Decades ahead of his time…he saw trawling as a threat to sustainability.

Change can be painfully slow. This week the Scottish Government condemned the waste that endangers recovery of cod in the North Sea: a third of fish caught are thrown back dead according to Richard Lochhead, Scotland’s Fisheries Secretary.  Almost 80 years ago John was campaigning for sustainable fishery in Scottish waters.

The visionary Sea League was founded by Comptom Mackenzie and John Campbell on the island of Barra.  Their tactics are a model of progressive campaigning.

Without benefit of Twitter or Facebook Campbell and Mackenzie set about gaining the unanimous support of island fishing communities.  While Richard Lochead enters a new round of negotiations between EU and North Sea fishing nations, it is worth looking back at the aims and strategy of the Sea League.

Barra fisherman worked the inshore waters of the Minch by drift netting and long-lining – traditional, low intensity forms of fishing suitable to small sailing or low-powered boats. Their vessels were no match for steam trawlers from English parts dragging huge nets along the seabed on the way home from Icelandic fishing grounds. They took large quantities of fish, and the work of the Barra fish processors too.

Technically the law forbade trawling within three miles of the coast but it was not enforced. Mackenzie was incensed when he witnessed an English steamer working a mile offshore while a fisher protection cruiser carrying a government minister was anchored in Castlebay and did nothing. He sent a  telegram to the prime minister but received a noncommittal reply from 10 Downing Street and decided to take action himself. On 20 December 1933, Mackenzie formed the Sea League with himself as chairman and John as one of the secretaries. They produced a leaflet in Gaelic and English and distributed it around the island.  They wanted:

  1. A protected zone closed to trawlers for the benefit of fishermen from Barra Head to Tiree and the Butt of Lewis to Cape Wrath
  2. Increased penalties for illegal trawling and more effective policing of inshore waters
  3. Fines for illegal trawling to compensate and finance fisherman who wanted to start inshore fishing

The two men were amazed to discover that legislation from 1895 provided protection for local fishermen and covered waters up to 14 miles from the coast.  In England a dozen protected fishery districts had been established from Cornwall to the Scottish border but there were none in Scotland.  They began a petition to Inverness-shire county council to set up such districts.

Mackenzie and Campbell toured Barra and neighbouring islands of Eriskay and South Uist. When everyone who caught, bought or sold fish signed the petition they went further, to Benbecula, North Uist and Scalpay and received equally unanimous support. The movement caught the imagination of the islands. On the mainland however progress was slower.
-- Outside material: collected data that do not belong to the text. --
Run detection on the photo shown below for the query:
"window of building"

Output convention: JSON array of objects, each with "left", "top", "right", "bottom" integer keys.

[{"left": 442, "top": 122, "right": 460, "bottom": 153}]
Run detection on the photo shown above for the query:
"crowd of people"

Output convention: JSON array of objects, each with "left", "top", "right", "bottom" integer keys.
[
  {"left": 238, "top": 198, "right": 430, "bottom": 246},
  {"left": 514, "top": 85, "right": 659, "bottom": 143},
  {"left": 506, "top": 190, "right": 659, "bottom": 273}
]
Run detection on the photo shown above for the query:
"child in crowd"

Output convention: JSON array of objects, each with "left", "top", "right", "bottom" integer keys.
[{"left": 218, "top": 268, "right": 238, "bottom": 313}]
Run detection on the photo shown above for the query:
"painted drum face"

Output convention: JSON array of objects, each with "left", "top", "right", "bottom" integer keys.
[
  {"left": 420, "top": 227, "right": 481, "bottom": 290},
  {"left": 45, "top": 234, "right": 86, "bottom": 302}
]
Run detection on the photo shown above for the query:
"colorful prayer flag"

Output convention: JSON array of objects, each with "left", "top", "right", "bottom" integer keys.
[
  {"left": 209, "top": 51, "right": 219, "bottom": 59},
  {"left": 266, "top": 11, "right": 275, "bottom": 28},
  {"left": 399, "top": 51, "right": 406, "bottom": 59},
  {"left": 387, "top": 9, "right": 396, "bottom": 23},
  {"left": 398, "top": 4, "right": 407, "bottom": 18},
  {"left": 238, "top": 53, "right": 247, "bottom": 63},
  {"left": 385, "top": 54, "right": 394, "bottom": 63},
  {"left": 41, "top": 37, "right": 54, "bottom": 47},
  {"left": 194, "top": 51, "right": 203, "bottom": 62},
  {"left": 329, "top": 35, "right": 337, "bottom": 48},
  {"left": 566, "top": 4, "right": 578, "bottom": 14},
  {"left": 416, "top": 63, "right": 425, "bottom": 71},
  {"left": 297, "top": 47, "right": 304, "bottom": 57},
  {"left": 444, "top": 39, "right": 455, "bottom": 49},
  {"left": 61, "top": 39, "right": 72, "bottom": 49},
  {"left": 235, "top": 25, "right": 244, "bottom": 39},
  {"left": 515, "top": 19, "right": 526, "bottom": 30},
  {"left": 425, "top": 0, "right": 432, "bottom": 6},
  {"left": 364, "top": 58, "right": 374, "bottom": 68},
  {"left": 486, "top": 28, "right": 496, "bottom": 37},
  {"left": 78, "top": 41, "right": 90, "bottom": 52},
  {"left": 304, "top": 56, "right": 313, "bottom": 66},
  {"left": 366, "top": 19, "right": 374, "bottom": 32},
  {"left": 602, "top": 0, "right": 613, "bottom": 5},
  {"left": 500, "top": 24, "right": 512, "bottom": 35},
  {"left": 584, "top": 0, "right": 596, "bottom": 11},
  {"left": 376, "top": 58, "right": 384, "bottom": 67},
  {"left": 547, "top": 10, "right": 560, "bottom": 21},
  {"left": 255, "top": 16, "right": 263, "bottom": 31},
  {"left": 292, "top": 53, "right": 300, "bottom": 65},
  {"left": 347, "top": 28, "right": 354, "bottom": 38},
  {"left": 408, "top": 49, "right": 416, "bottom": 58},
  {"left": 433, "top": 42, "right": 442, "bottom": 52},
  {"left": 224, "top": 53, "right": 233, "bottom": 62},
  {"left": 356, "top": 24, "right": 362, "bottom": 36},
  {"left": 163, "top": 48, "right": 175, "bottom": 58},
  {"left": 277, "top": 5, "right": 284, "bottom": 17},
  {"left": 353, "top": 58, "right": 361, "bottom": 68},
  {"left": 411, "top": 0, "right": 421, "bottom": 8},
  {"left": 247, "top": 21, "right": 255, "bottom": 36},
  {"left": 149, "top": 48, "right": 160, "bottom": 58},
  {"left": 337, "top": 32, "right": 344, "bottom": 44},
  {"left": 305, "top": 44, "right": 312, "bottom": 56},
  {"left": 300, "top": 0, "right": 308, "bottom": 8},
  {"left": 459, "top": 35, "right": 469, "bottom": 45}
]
It was 1964 before a fishery limit was established. John wrote to Mackenzie, ‘31 years almost to the day after the first Sea League meeting at Castlebay our policy had been put into effect – at least one if not two generations too late.’
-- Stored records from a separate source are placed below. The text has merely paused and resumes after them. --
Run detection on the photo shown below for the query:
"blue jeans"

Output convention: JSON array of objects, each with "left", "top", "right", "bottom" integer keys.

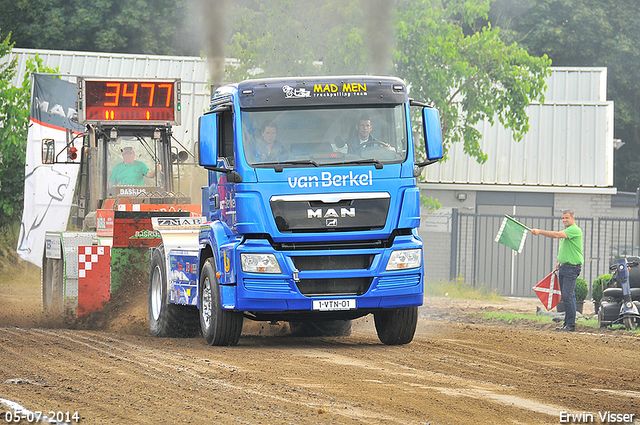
[{"left": 558, "top": 263, "right": 582, "bottom": 328}]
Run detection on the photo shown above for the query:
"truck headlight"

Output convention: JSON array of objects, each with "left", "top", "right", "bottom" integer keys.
[
  {"left": 241, "top": 253, "right": 282, "bottom": 273},
  {"left": 385, "top": 249, "right": 422, "bottom": 271}
]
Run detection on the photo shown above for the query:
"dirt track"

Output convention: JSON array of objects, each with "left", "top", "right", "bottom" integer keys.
[{"left": 1, "top": 277, "right": 640, "bottom": 424}]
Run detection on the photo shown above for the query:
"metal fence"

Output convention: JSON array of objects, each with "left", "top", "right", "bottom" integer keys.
[{"left": 449, "top": 211, "right": 639, "bottom": 297}]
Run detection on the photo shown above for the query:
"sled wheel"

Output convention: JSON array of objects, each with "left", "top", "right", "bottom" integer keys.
[
  {"left": 623, "top": 316, "right": 637, "bottom": 331},
  {"left": 148, "top": 243, "right": 200, "bottom": 337},
  {"left": 289, "top": 320, "right": 352, "bottom": 337},
  {"left": 374, "top": 306, "right": 418, "bottom": 345},
  {"left": 199, "top": 257, "right": 243, "bottom": 346},
  {"left": 42, "top": 255, "right": 64, "bottom": 315}
]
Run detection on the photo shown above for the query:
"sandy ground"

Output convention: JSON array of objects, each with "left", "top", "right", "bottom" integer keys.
[{"left": 1, "top": 275, "right": 639, "bottom": 424}]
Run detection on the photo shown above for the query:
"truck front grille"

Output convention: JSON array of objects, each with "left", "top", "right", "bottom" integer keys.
[
  {"left": 296, "top": 277, "right": 372, "bottom": 297},
  {"left": 292, "top": 255, "right": 374, "bottom": 271}
]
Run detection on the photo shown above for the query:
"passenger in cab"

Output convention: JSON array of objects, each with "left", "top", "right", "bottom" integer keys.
[{"left": 254, "top": 121, "right": 288, "bottom": 162}]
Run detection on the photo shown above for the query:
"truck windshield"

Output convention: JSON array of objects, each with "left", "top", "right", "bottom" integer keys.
[
  {"left": 107, "top": 136, "right": 167, "bottom": 189},
  {"left": 241, "top": 105, "right": 407, "bottom": 168}
]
He wrote later, ‘I have never been more thoroughly convinced of the justice of any cause than I was of the Sea League.’ Decades ahead of his time he also saw trawling as a threat to sustainability. Local boats using traditional methods had been fishing the Minch for countless generations. Industrial fishing was to virtually exhaust the fishery in two generations.

The 2010 Scottish Marine Act is an opportunity to protect a precious and fragile environment. But campaigners need the energy, vision and determination of John Campbell.